CITY OF ASHES

Clary said, “Simon, don’t—”

“At least I’m not wasting my time standing here flirting while we don’t know what’s happened to Luke.” He gestured for her to move aside from the door.

Jace’s lips thinned. “We’ll all go.” To Clary’s surprise he jerked a seraph blade out of his belt and handed it to her. “Take it.”

“What’s its name?” she asked, moving away from the door.

“Nakir.”

Clary had left her jacket in the kitchen, and the cold air sheeting off the East River cut through her thin shirt the moment she stepped out onto the dark porch. “Luke?” she called. “Luke!”

The truck was pulled up in the driveway, one of the doors hanging open. The roof light was on, shedding a faint glow. Jace frowned. “The keys are in the ignition. The car’s idling.”

Simon shut the front door behind them. “How do you know that?”

“I can hear it.” Jace looked at Simon speculatively. “And so could you if you tried, bloodsucker.” He loped down the stairs, a faint chuckle drifting behind him on the wind.

“I think I liked ‘mundane’ better than ‘bloodsucker,’” Simon muttered.

“With Jace, you don’t really get to choose your insulting nickname.” Clary felt in her jeans pocket until her fingers encountered cool, smooth stone. She raised the witchlight in her hand, its glow raying out between her fingers like the light of a tiny sun. “Come on.”

Jace had been right; the truck was idling. Clary smelled the exhaust as they approached, her heart sinking. Luke would never have left the car door open and the keys in the ignition like that unless something had happened.

Jace was circling the truck, frowning. “Bring that witchlight closer.” He knelt down in the grass, running his fingers lightly over it. From an inner pocket he drew an object Clary recognized: a smooth piece of metal, engraved all over with delicate runes. A Sensor. Jace ran it over the grass and it obliged with a series of loud clicking noises, like a Geiger counter gone berserk. “Definite demonic action. I’m picking up heavy traces.”

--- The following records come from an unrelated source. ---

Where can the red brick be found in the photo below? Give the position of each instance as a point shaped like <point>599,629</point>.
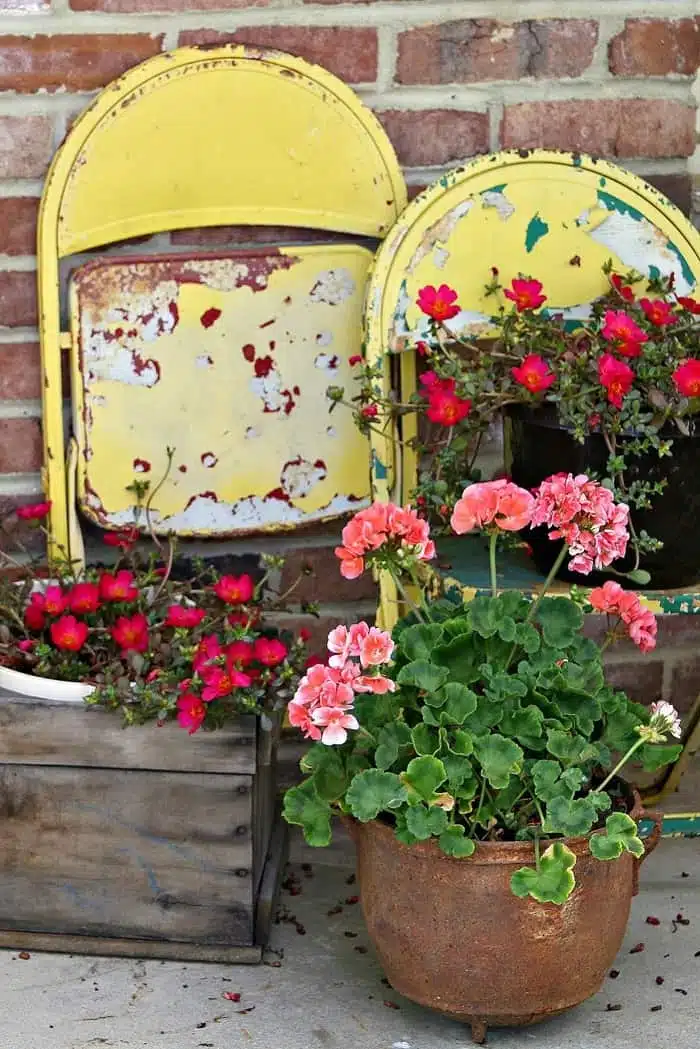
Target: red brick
<point>656,47</point>
<point>18,226</point>
<point>433,136</point>
<point>25,146</point>
<point>348,52</point>
<point>18,299</point>
<point>77,63</point>
<point>164,5</point>
<point>20,379</point>
<point>319,577</point>
<point>641,679</point>
<point>220,236</point>
<point>17,532</point>
<point>20,445</point>
<point>481,49</point>
<point>623,127</point>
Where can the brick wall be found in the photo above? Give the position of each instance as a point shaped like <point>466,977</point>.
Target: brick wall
<point>448,79</point>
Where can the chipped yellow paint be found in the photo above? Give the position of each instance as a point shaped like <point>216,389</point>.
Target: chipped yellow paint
<point>553,216</point>
<point>227,361</point>
<point>261,137</point>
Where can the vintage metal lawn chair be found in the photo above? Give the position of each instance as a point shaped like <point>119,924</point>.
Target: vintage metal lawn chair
<point>224,359</point>
<point>555,215</point>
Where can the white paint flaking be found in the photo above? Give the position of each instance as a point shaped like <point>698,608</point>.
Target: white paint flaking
<point>497,199</point>
<point>333,286</point>
<point>639,245</point>
<point>298,478</point>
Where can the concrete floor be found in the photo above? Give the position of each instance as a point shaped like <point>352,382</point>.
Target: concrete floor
<point>323,989</point>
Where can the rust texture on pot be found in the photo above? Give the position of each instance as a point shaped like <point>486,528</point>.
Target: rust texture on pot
<point>451,936</point>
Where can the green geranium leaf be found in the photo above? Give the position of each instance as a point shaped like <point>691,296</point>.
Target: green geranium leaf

“Could that be left over from the demon who attacked Maia?” Simon asked.

“The levels are too high. There’s been more than one demon here tonight.” Jace rose to his feet, all business. “Maybe you two should go back inside. Send Alec out here. He’s dealt with this sort of thing before.”

“Jace—” Clary was furious all over again. She broke off as something caught her eye. It was a flicker of movement, across the street, down by the cement rock-strewn bank of the East River. There was something about the movement—an angle as a gesture caught the light, something too quick, too elongated to be human…

Clary flung an arm out, pointing. “Look! By the water!”

Jace’s gaze followed hers and he sucked in his breath. Then he was running, and they were running after him, over the asphalt of Kent Street and onto the scrubby grass that bordered the waterfront. The witchlight swung in Clary’s hand as she ran, lighting bits of the riverbank with haphazard illumination: a patch of weeds there, a jut of broken concrete that nearly tripped her up, a heap of trash and broken glass—and then, as they came in clear sight of the lapping water, the crumpled figure of a man.

It was Luke—Clary saw that instantly, though the two dark, humped shapes crouching over him blocked his face from her view. He was on his back, so close to the water that she wondered for a panicked moment if the hunched creatures were holding him under, trying to drown him. Then they drew back, hissing through perfectly circular lipless mouths, and she saw that his head was resting on the gravelly riverbank. His face was slack and gray.

“Raum demons,” Jace whispered.

Simon’s eyes were wide. “Are those the same things that attacked Maia—?”

“No. These are much worse.” Jace gestured at Simon and Clary to get behind him. “You two, stay back.” He raised his seraph blade. “Israfiel!” he cried, and there was a sudden hot burst of light as it blazed up. Jace leaped forward, sweeping his weapon at the nearest of the demons. In the light of the seraph blade, the demon’s appearance was unpleasantly visible: dead-white, scaled skin, a black hole for a mouth, bulging, toadlike eyes, and arms that ended in tentacles where hands should have been. It lashed out now with those tentacles, whipping them toward Jace with incredible speed.